= Halohydrin dehalogenase =

Enzyme

A halohydrin dehalogenase is an enzyme involved in the bacterial degradation of vicinal halohydrins. In several species of bacteria, it catalyses the dehalogenation of halohydrins to produce the corresponding epoxides. Different isoforms of the enzyme fall into one of three groups, A, B or C. Halogenases of the same class are genetically similar, but differ greatly from halogenases from a different group. Currently the most well-studied isoform is HheC which is purified from the bacterial species Agrobacterium radiobacter. The ability to dehalogenate organic compounds as well as form enantiomeric selective epoxides have generated interest in the potential of this enzyme in the biochemical field.

==Structure==
Currently of three known classes of halohydrin dehalogenases, only two have been described by x-ray crystallography studies. However, both of these classes have similar structure which can be described as follows(1): a halohydrin dehalogenase is structured as a tetramer with a symmetry characteristic of a dimer of dimers. Each monomeric subunit consists of seven alpha helices and nine beta-sheets. These monomers interact via the two longest alpha helices to form an alpha-helical bundle to form a dimer. The final quaternary structure is formed when two dimers interact via a different set of alpha helices and anti-parallel beta-sheets; interactions between the beta-sheets are thought to be a combination of both hydrophobic and electrostatic attraction.

There is approximately one catalytic site per monomer subunit giving a total of four possible catalytic sites on the enzymatic tetramer.
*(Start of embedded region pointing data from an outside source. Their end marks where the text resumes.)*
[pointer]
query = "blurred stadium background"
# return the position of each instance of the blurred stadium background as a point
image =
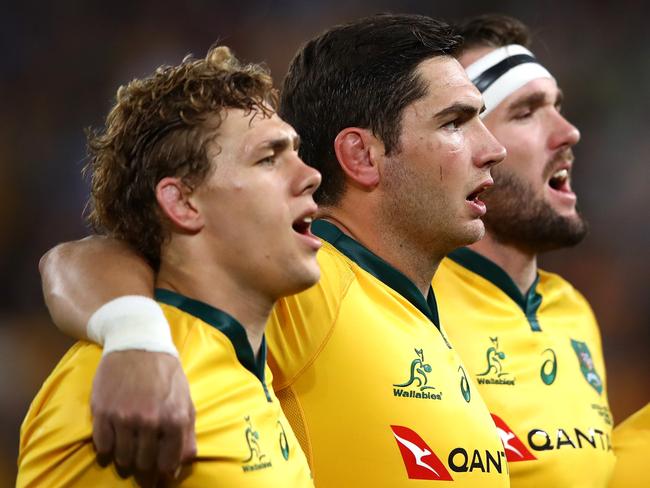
(62, 62)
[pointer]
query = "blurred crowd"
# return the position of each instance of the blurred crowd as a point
(62, 62)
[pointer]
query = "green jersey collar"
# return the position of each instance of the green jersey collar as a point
(379, 268)
(226, 324)
(492, 272)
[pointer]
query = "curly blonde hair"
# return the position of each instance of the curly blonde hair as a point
(159, 127)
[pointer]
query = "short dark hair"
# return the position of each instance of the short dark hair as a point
(494, 30)
(360, 74)
(160, 126)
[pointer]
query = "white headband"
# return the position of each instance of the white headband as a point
(502, 72)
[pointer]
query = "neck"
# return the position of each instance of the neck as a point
(419, 267)
(214, 285)
(521, 266)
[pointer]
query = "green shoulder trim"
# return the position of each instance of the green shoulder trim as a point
(379, 268)
(482, 266)
(226, 324)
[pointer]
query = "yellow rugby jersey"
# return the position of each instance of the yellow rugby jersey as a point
(631, 441)
(372, 389)
(243, 438)
(538, 364)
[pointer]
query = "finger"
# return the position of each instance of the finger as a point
(146, 449)
(124, 448)
(189, 442)
(103, 439)
(170, 449)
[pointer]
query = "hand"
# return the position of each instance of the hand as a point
(143, 416)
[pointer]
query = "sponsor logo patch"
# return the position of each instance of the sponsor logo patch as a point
(515, 449)
(587, 365)
(420, 461)
(417, 385)
(257, 459)
(495, 373)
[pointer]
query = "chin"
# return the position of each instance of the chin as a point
(473, 233)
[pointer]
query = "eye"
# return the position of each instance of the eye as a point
(452, 124)
(267, 160)
(523, 114)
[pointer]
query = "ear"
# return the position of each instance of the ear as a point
(357, 151)
(175, 202)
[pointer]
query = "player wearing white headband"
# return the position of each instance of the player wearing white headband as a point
(529, 339)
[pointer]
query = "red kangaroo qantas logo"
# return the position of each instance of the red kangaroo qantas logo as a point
(420, 461)
(515, 449)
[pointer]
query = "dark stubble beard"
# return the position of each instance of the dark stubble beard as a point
(530, 224)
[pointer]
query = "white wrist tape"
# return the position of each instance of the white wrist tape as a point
(131, 322)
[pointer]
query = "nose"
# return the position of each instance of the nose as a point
(489, 151)
(307, 180)
(563, 134)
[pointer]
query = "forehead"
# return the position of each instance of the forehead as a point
(243, 133)
(540, 90)
(447, 83)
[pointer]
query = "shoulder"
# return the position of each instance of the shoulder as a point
(556, 288)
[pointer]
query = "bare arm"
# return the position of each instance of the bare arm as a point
(79, 277)
(143, 416)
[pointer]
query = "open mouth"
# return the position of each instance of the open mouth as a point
(474, 196)
(302, 225)
(559, 180)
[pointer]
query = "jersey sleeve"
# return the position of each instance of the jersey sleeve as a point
(301, 324)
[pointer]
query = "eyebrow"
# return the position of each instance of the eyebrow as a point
(462, 109)
(281, 144)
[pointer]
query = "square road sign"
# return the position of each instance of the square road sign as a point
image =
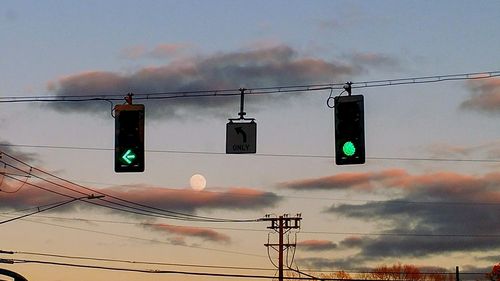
(241, 138)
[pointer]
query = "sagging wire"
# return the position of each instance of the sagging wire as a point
(346, 89)
(3, 174)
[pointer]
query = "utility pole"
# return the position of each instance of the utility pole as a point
(282, 225)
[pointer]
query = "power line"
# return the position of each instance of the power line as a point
(155, 271)
(142, 209)
(253, 91)
(329, 157)
(47, 208)
(155, 241)
(133, 261)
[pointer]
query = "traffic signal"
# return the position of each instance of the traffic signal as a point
(129, 138)
(349, 130)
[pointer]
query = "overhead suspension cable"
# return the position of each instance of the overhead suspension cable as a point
(135, 207)
(259, 154)
(252, 91)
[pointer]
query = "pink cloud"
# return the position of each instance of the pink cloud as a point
(189, 231)
(316, 245)
(356, 180)
(485, 95)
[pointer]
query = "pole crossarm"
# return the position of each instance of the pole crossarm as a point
(282, 225)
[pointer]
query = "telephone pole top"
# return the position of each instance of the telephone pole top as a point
(282, 225)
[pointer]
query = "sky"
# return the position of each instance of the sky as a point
(428, 194)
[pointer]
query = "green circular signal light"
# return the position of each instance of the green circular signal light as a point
(348, 148)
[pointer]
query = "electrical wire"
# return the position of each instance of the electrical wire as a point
(328, 157)
(133, 261)
(156, 271)
(17, 189)
(253, 91)
(43, 209)
(143, 209)
(154, 241)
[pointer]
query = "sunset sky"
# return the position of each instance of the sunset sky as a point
(429, 193)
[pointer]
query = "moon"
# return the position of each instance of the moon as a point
(198, 182)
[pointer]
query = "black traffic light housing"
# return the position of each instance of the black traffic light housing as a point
(129, 138)
(349, 130)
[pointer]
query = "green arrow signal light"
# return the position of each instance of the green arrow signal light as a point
(348, 148)
(128, 157)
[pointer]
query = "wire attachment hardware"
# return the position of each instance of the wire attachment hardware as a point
(242, 112)
(348, 88)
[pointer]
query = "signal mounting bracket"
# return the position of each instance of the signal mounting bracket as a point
(242, 113)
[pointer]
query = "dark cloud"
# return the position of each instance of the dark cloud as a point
(162, 51)
(9, 149)
(316, 245)
(485, 96)
(279, 65)
(362, 60)
(441, 203)
(180, 232)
The active site consists of a Ser132-Tyr145-Arg149 catalytic triad. The serine and tyrosine residues function to stabilize the substrate and its intermediate, while the arginine alters the pKa of Tyr145 to make it catalytically active.

==Mechanism==
Halohydrin dehalogenases mechanistically cleaves the carbon-halogen bond through the formation of an epoxide from a vicinal hydroxyl group. The substrate binds to the active site through hydrogen bonding that is coordinated by Ser132 and the deprotonated form of Tyr145. Failure to deprotonate Tyr145 by the Arg149 residue results in destabilization of the interaction between the enzyme and substrate resulting in reduced biological activity. The oxygen in Tyr145 deprotonates the hydroxyl group of the substrate. The deprotonated oxygen then acts as a nucleophile and performs a Sn2 reaction on the vicinal carbon that is bonded to the halogen; this releases a halogen ion and simultaneously forms an epoxide. Dehalogenases are also able to catalyze the ring-opening of the epoxide. The active site is large enough to accommodate a nucleophile which can perform a nucleophilic attack on the epoxide, opening the epoxide ring and adding a new functional group to the substrate.
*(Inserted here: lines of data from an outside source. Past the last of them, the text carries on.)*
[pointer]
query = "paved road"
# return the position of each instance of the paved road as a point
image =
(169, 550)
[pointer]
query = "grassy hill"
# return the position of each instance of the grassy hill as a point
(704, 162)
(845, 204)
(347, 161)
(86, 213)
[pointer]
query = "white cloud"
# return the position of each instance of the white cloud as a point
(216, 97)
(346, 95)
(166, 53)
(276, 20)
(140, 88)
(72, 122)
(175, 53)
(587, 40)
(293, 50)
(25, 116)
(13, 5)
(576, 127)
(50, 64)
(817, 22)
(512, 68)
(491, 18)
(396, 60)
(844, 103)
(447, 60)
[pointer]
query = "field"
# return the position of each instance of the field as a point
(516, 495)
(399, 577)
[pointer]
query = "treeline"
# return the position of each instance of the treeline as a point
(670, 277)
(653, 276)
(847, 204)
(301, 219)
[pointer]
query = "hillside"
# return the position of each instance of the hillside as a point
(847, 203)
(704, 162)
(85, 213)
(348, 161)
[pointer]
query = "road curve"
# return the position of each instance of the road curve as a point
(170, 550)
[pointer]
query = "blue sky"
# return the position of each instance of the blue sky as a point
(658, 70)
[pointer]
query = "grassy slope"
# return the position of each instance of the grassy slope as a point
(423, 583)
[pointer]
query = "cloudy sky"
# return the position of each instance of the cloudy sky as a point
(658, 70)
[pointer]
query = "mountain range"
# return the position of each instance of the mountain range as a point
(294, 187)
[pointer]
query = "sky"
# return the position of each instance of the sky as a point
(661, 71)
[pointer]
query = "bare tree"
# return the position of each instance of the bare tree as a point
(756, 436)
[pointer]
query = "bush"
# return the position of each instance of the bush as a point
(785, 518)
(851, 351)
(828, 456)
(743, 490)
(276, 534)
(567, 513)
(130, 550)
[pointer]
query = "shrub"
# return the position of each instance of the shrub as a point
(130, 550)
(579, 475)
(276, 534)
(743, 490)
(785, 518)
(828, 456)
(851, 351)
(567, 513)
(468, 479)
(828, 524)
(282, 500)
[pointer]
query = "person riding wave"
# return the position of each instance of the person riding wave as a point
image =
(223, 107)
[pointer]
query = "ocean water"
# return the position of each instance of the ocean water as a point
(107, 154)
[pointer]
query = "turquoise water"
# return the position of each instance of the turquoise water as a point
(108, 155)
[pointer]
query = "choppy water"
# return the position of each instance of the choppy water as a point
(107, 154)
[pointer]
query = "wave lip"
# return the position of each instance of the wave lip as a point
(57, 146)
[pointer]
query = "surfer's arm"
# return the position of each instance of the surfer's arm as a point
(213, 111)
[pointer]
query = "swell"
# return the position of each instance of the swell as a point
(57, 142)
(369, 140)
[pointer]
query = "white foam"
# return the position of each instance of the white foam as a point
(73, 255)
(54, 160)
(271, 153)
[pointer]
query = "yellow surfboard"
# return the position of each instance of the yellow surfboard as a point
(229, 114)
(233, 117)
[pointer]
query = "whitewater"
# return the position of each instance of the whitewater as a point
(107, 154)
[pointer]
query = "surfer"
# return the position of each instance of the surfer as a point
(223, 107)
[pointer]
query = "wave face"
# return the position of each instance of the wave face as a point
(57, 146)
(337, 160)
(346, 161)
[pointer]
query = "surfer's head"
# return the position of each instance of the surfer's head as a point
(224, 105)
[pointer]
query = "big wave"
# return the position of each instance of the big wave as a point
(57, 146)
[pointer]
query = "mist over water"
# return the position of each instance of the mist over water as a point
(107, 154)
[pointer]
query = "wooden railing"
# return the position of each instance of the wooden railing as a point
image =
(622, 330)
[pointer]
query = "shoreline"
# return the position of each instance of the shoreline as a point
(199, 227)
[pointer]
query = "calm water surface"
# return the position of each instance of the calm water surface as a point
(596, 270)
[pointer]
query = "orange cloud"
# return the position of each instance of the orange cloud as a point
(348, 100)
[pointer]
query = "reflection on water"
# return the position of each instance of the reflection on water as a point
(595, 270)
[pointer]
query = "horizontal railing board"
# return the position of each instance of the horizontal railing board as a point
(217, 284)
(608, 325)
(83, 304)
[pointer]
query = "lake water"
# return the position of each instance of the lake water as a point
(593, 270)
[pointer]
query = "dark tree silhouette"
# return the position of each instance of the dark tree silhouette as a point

Overall mechanistic action of halohydrin dehalogenases

In regards to the geometry of the product, both class A and B dehalogenases have a low selective preference for the (S)-epoxide isomer. However, the preference for the formation of the (R)-epoxide isomer catalyzed by enzymes in class C, particularly HHeC, is high. One study reports that HHeC catalyzed (R)-epoxide up to 99% enantiomeric excess. However, the technology to purify this enzyme and utilize it on an industrial scale has yet to remain optimized.